The control system consists of 5 parts: (a) patient (the controlled process); (b) response (the measured feedback); (c) model (the mathematical description of the process); (d) adaptor (to update the parameters); and (e) controller (to determine optimum dosing strategy). In addition to the conventional distinction between open-loop and closed-loop control systems, a classification is proposed for dosage optimisation techniques which distinguishes between tight-loop and loose-loop methods depending on whether physician's interaction is absent or included as part of the control step. Unlike engineering problems where the process can usually be controlled by fully automated devices, therapeutic situations often require that the physician be included in the decision-making process to determine the 'optimal' dosing strategy. Tight-loop and loose-loop methods can be further divided into adaptive and nonadaptive, depending on the presence of the adaptor.

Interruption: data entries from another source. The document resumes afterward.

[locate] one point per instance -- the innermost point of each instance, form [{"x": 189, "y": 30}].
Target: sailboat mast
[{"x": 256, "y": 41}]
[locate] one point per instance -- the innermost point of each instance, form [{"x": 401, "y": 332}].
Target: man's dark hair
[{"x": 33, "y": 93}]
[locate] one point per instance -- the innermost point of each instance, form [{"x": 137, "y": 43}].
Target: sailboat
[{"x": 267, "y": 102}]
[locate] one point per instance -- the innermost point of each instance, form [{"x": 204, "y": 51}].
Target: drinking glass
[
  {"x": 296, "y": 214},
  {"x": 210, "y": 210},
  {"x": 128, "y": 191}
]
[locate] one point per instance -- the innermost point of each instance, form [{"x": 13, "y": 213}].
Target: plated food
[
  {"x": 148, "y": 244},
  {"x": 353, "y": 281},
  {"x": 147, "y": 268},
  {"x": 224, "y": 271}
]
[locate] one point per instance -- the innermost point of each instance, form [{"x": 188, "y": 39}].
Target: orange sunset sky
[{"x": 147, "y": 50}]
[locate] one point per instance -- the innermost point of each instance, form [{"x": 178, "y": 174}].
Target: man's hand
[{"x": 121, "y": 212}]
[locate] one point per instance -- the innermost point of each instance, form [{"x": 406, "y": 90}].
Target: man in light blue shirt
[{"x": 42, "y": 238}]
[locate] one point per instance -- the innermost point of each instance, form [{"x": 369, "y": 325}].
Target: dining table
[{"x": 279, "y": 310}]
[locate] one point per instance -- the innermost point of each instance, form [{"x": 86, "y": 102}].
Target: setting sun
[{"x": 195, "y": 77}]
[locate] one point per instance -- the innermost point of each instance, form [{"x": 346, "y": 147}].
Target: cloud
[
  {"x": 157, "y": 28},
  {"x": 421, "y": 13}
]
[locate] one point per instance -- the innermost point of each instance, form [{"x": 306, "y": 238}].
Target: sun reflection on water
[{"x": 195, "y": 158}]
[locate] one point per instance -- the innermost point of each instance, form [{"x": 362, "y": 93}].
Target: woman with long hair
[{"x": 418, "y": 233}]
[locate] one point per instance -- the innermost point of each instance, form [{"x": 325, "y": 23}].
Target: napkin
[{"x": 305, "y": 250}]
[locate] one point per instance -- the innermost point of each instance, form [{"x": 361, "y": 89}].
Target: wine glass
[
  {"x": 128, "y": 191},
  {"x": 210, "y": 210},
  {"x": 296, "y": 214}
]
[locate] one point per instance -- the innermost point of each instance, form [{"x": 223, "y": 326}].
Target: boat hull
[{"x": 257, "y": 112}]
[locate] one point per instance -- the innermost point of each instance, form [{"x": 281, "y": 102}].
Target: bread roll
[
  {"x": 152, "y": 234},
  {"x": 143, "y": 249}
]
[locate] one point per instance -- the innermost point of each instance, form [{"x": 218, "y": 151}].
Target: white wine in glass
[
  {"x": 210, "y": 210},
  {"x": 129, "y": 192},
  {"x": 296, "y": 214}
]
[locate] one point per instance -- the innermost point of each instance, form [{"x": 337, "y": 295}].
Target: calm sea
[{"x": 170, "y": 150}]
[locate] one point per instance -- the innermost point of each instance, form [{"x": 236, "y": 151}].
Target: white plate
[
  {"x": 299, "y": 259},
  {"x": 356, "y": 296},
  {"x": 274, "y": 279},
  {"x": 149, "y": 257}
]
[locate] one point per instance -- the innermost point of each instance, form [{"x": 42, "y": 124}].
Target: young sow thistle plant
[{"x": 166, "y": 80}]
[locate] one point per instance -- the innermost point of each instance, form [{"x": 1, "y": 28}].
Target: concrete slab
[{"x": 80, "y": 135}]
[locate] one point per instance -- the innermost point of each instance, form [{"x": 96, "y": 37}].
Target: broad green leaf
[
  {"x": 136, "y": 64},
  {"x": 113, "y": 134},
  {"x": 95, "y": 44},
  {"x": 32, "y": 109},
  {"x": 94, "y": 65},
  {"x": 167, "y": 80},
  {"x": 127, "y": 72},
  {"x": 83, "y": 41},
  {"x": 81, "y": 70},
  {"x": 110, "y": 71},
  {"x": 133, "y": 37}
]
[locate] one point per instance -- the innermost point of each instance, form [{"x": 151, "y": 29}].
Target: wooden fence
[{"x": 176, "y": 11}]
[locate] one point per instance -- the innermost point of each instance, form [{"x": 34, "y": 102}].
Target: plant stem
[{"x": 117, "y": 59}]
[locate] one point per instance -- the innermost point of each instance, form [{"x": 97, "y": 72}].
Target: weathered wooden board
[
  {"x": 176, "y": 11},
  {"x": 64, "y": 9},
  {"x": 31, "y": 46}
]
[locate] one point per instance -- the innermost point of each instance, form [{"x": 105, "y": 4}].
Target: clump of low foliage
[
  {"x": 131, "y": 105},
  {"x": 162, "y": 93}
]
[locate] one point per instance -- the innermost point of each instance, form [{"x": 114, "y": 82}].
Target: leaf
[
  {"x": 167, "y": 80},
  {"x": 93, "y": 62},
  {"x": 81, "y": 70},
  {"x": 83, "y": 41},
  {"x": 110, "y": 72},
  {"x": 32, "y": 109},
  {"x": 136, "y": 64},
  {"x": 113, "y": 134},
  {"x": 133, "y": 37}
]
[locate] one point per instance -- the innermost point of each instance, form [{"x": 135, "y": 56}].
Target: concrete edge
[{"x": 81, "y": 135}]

The main application areas of tight-loop feedback control methods are general anaesthesia, control of blood pressure, and insulin delivery devices. Loose-loop feedback methods have been used for oral anticoagulation and in therapeutic drug monitoring. The methodology, advantages and limitations of the different approaches are reviewed. A general feature common to all application areas could be observed: to perform well under routine clinical conditions, which are characterised by large interpatient variability and sometimes also intrapatient changes, control systems should be adaptive.

Apart from application in routine drug treatment, feedback control methods represent an important research tool.
They can be applied for the investigation of pathophysiological and pharmacodynamic processes.

A most promising application is the evaluation of the relationship between an intermediate response (e.g. drug level), which is often used as feedback for dosage adjustment, and the final therapeutic goal.